Hawes snaked his free hand around Chris’s neck and into the hair at his nape. Fingers splayed, he combed outward and forced the tie out of Chris’s hair, freeing his topknot. “You said I could trust you.” He raked his fingers through the long strands, making Chris shiver. “It wasn’t all a lie, was it?”
“You can, and it wasn’t.” Chris sighed softly, helplessly. “Fuck, Hawes, most of it was true, but I’m sorry, so very sorry, for the parts that weren’t.”
Conflicting emotions, too many to dissect, raced across Hawes’s face, flowed out to his fingers that clenched in Chris’s hair, then combusted. Hawes melted under him, and Chris held him up with his body, pressed between him and the glass again. “I’m sorry too,” Hawes whispered hoarsely. “For not telling you the truth.”
“You had your reasons.”
He cleared his throat. “I knew the risks today, owned them, did what I had to do for my family, my city.” He untangled his fingers from Chris’s hair and lifted his arm back into position, mirroring the other. “Now I need to let go, for me. That’s why I’m here. I want to do that with you. I need to.”
Leaving Hawes’s arms raised, Chris ran his hands down their toned length, across Hawes’s broad chest that led to a tapered waist, then under his pullover and thin T-shirt. He splayed his hands across Hawes’s cool skin and ribbed abs, then skirted them over his hips and down inside the waistband of his jeans. His ass cheeks were cool from the window and gloriously firm and round, filling Chris’s hands.
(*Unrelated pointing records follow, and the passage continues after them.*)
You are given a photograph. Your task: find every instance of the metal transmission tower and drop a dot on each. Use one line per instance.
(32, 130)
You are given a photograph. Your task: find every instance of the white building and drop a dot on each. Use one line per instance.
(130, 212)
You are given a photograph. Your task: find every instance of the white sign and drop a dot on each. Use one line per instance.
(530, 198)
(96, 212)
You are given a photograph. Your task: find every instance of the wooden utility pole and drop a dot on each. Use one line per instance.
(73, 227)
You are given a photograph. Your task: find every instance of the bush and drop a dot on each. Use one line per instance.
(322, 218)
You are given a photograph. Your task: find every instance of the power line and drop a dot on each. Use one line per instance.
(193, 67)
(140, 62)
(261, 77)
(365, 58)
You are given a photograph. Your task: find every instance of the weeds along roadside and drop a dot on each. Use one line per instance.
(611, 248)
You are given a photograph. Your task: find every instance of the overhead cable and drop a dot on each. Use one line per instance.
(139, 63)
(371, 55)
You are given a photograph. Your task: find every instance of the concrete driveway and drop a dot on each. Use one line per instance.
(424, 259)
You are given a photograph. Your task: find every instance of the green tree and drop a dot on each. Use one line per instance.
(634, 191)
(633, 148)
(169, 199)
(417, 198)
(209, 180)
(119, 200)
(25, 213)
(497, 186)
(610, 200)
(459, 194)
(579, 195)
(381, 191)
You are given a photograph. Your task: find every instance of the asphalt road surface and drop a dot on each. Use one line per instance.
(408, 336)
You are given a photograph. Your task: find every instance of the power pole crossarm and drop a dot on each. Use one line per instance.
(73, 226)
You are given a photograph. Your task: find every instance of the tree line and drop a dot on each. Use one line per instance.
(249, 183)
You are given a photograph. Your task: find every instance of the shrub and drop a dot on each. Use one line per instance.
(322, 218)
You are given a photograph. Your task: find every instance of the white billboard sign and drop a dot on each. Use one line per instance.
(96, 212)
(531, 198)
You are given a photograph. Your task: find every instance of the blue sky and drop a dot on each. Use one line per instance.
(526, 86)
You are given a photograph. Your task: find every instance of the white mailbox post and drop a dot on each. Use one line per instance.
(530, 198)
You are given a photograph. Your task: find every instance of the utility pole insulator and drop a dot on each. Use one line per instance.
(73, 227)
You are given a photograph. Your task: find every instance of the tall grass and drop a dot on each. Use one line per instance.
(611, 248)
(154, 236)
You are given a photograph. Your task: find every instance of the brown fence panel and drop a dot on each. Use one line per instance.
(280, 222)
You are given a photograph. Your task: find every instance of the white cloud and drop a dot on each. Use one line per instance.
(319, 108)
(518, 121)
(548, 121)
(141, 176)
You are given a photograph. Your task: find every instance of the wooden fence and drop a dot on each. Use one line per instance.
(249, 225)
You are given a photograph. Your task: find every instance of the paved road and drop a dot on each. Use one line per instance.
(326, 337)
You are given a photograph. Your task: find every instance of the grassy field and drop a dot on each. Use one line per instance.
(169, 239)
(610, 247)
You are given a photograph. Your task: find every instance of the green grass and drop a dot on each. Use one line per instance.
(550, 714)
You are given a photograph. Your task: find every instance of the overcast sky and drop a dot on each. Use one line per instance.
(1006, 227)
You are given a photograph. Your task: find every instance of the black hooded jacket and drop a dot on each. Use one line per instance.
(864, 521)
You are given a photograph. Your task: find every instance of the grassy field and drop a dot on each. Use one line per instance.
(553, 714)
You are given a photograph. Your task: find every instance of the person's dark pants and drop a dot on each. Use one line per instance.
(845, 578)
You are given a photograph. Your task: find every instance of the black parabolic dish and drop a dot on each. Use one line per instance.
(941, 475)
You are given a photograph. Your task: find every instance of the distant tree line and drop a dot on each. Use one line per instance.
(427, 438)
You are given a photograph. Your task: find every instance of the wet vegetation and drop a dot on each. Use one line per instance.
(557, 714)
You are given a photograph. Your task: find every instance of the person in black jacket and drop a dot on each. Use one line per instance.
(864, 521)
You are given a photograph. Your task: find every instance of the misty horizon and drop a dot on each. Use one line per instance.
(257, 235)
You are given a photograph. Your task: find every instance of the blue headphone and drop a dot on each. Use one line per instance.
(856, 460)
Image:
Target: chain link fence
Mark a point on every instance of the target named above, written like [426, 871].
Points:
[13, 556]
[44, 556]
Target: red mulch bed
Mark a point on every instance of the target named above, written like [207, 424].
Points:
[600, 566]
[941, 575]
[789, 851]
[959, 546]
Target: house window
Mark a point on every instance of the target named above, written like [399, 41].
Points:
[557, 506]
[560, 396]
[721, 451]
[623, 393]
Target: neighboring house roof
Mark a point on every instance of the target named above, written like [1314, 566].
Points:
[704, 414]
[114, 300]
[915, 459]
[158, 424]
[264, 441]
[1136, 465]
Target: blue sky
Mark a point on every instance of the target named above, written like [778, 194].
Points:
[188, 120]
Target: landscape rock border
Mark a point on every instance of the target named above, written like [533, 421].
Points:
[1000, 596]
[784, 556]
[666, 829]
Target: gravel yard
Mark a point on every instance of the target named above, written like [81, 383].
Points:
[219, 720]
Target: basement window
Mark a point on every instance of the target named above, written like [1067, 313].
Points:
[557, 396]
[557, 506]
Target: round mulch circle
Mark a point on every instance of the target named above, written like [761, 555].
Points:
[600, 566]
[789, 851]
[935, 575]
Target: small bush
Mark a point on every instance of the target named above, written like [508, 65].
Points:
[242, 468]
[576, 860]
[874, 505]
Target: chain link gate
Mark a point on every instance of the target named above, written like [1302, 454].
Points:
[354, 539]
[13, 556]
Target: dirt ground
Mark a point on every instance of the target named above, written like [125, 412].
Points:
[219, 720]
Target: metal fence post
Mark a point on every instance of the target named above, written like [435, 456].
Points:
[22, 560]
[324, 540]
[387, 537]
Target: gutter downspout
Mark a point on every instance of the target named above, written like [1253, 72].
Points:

He hauled Hawes forward with a grunt and ground their cocks together. “How the fuck am I supposed to argue that?” Argue any of it.
White-knuckling the window frame, Hawes used his abs, like he did when he’d lifted his lower body off the bed on Friday, to do that again now, circling Chris’s waist with his legs, capturing him, locking them together. “Same answer. Don’t.”